Sweetness and light I am not. I’m a surly old broad. I fail to understand why I am not treated like royalty everywhere I go…do they not know who I am…???
I’m much like Francis in this wonderful short film. A grouchy old fuss-budget-know-it-all. Able to be plied with sweets. But I want to be like Bella – self-assured, friendly and inquisitive.
A few days ago I met a dear friend for lunch, and then had the treat of accompanying her to a house showing. Who doesn’t love to nosey around a house for sale?! The old cottage itself was a bit of a fixer-upper, increasingly less common in this area. And often the victim of vampire flippers looking to make a quick profit. This cottage had been shared by three sisters who were either deceased now, or too elderly to travel here. A pencil portrait of one of them hung above the bookcase in the living room, as if they had always intended to return. This had never been a year-round home, but a getaway. It was a little gem waiting to be loved again.
The realtor made a comment about the potential here if someone had the vision. My first thought was that my friend has vision! She is a remarkable person, and one of my favorite artists. But I didn’t say that – instead I started espousing what I would do with the place. I have vision, too, you know. I guess I was having a sudden fit of jealousy, and I must have sounded like a right ass.

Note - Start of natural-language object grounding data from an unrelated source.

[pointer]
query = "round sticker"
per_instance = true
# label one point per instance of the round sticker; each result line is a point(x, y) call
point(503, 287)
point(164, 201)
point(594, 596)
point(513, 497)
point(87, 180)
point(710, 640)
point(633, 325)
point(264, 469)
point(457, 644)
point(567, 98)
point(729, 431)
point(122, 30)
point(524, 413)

I loved the acre of woods hiding the house so protectively, the long two-track dirt drive we had to back up and search for…the fir floors, white bead board walls, the mullioned windows. A fairy tale cottage in the woods if ever I’d seen one.
Oh, I do so hope my friend comes to live in the cottage. She would be closer to me. I want her closer, in hopes she will be patient with me, like Bella is patient with Francis. Of course she will. She always is. And being with her is healing in so many ways. Patience is healing. Being seen is healing. Being vulnerable is healing. I want to be vulnerable with my hopelessly romantic little life.